Frankly speaking, we recognize that our new products maybe would have this kind or that kind of problems, we hope our customers to responds the problems to us, and Headway will try best to keep on improving its quality and management.

We must stop discussing Headway and LiFeBatt, choose Headway or choose LiFeBatt,everyone here has his own reason.It's just a personla decision. BUT DON'T say " China plants can't offer high quality" You will regret saying that.


----------



## BMI/LiFeTech (Aug 12, 2009)

There is not much you can say about a company which sends a customer samples of its new products which don't live up to expectations when the manufacturer is well aware of the problems yet still sends the product to the customer knowing it is defective and has the attitude of "oh well we will wait until the customer finds out about the problems and tells us".

Samples (by their nature) will be scrutinized and thoroughly tested by a prospective buyer before they decide they are happy with them and decide to place a larger order.

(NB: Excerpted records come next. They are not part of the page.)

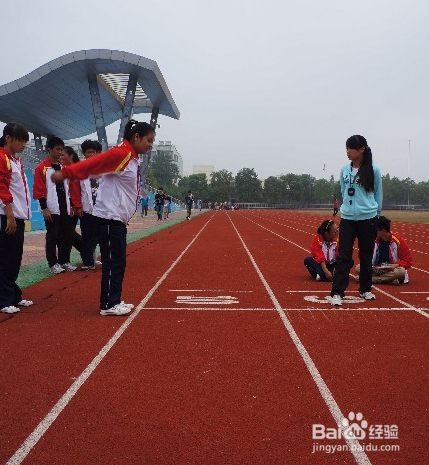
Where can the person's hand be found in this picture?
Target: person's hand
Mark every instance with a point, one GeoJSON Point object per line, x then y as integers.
{"type": "Point", "coordinates": [47, 215]}
{"type": "Point", "coordinates": [10, 225]}
{"type": "Point", "coordinates": [57, 177]}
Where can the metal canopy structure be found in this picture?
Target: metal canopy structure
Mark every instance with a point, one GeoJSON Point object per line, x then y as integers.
{"type": "Point", "coordinates": [82, 92]}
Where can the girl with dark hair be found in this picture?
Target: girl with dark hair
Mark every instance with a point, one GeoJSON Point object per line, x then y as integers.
{"type": "Point", "coordinates": [324, 251]}
{"type": "Point", "coordinates": [14, 210]}
{"type": "Point", "coordinates": [362, 193]}
{"type": "Point", "coordinates": [117, 199]}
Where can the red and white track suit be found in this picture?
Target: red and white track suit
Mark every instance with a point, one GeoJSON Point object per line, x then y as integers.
{"type": "Point", "coordinates": [399, 253]}
{"type": "Point", "coordinates": [118, 190]}
{"type": "Point", "coordinates": [14, 186]}
{"type": "Point", "coordinates": [44, 188]}
{"type": "Point", "coordinates": [323, 252]}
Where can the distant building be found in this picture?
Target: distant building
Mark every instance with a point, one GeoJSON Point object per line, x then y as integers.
{"type": "Point", "coordinates": [167, 148]}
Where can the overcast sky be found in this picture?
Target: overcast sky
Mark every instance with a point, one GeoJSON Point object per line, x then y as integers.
{"type": "Point", "coordinates": [274, 85]}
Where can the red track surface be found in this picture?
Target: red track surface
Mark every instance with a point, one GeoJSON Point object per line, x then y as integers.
{"type": "Point", "coordinates": [200, 379]}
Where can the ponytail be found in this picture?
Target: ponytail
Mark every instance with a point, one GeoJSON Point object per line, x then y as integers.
{"type": "Point", "coordinates": [134, 127]}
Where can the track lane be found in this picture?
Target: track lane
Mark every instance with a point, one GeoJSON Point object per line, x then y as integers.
{"type": "Point", "coordinates": [196, 386]}
{"type": "Point", "coordinates": [375, 362]}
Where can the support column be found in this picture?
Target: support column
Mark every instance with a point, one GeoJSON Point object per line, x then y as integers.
{"type": "Point", "coordinates": [98, 111]}
{"type": "Point", "coordinates": [146, 156]}
{"type": "Point", "coordinates": [128, 105]}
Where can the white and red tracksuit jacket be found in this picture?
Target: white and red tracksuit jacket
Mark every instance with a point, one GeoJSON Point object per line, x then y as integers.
{"type": "Point", "coordinates": [14, 186]}
{"type": "Point", "coordinates": [44, 188]}
{"type": "Point", "coordinates": [322, 251]}
{"type": "Point", "coordinates": [118, 190]}
{"type": "Point", "coordinates": [399, 253]}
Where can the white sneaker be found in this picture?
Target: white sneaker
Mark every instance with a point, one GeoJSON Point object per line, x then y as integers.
{"type": "Point", "coordinates": [56, 269]}
{"type": "Point", "coordinates": [367, 295]}
{"type": "Point", "coordinates": [118, 310]}
{"type": "Point", "coordinates": [130, 306]}
{"type": "Point", "coordinates": [336, 300]}
{"type": "Point", "coordinates": [10, 309]}
{"type": "Point", "coordinates": [69, 267]}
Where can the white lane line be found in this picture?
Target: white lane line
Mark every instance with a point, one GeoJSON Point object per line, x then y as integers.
{"type": "Point", "coordinates": [217, 309]}
{"type": "Point", "coordinates": [202, 290]}
{"type": "Point", "coordinates": [45, 424]}
{"type": "Point", "coordinates": [420, 312]}
{"type": "Point", "coordinates": [354, 445]}
{"type": "Point", "coordinates": [310, 309]}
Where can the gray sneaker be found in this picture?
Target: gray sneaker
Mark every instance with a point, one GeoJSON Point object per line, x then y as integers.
{"type": "Point", "coordinates": [117, 310]}
{"type": "Point", "coordinates": [367, 295]}
{"type": "Point", "coordinates": [336, 300]}
{"type": "Point", "coordinates": [56, 269]}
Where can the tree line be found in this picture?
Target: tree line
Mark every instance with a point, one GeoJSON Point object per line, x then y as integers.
{"type": "Point", "coordinates": [288, 189]}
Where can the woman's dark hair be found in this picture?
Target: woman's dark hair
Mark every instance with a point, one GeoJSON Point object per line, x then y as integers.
{"type": "Point", "coordinates": [53, 142]}
{"type": "Point", "coordinates": [14, 131]}
{"type": "Point", "coordinates": [366, 171]}
{"type": "Point", "coordinates": [70, 151]}
{"type": "Point", "coordinates": [134, 127]}
{"type": "Point", "coordinates": [98, 146]}
{"type": "Point", "coordinates": [325, 227]}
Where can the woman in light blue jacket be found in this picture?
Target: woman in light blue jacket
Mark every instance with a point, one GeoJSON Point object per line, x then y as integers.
{"type": "Point", "coordinates": [361, 188]}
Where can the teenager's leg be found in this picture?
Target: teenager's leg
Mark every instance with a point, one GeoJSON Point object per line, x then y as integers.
{"type": "Point", "coordinates": [52, 228]}
{"type": "Point", "coordinates": [314, 268]}
{"type": "Point", "coordinates": [112, 237]}
{"type": "Point", "coordinates": [366, 233]}
{"type": "Point", "coordinates": [345, 259]}
{"type": "Point", "coordinates": [88, 226]}
{"type": "Point", "coordinates": [11, 246]}
{"type": "Point", "coordinates": [67, 232]}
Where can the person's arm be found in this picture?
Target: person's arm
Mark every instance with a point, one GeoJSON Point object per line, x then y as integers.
{"type": "Point", "coordinates": [378, 190]}
{"type": "Point", "coordinates": [6, 197]}
{"type": "Point", "coordinates": [114, 160]}
{"type": "Point", "coordinates": [316, 250]}
{"type": "Point", "coordinates": [404, 255]}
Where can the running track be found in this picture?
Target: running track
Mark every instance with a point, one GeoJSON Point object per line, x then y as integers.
{"type": "Point", "coordinates": [231, 357]}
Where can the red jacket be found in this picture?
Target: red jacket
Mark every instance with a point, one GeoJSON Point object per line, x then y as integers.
{"type": "Point", "coordinates": [118, 190]}
{"type": "Point", "coordinates": [322, 251]}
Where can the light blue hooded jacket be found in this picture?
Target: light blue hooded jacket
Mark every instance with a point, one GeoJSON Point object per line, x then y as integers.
{"type": "Point", "coordinates": [362, 205]}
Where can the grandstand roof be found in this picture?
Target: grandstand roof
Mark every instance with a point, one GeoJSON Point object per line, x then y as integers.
{"type": "Point", "coordinates": [55, 98]}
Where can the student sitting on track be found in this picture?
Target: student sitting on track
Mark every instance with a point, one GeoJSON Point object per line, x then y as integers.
{"type": "Point", "coordinates": [324, 250]}
{"type": "Point", "coordinates": [391, 258]}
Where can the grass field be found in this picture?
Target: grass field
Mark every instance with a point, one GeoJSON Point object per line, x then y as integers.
{"type": "Point", "coordinates": [406, 216]}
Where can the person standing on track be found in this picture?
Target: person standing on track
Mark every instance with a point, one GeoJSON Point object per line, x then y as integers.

LiFeTech will NEVER supply a customer with a defective cell which is not an A-grade cell and has passed all of the QC control/test procedures.

The same can not be said about other battery manufacturers in China.


----------



## lorraine (Feb 11, 2009)

You misunderstood me ,Armin. No one can say that "our prodcuts wouldn't cause problems during its working time!" 
No perfect,but better! 
Some unforesighted problems can only be handled when it happens.


----------



## BMI/LiFeTech (Aug 12, 2009)

lorraine said:


> You misunderstood me ,Armin. No one can say that "our prodcuts wouldn't cause problems during its working time!"
> No perfect,but better!
> Some unforesighted problems can only be handled when it happens.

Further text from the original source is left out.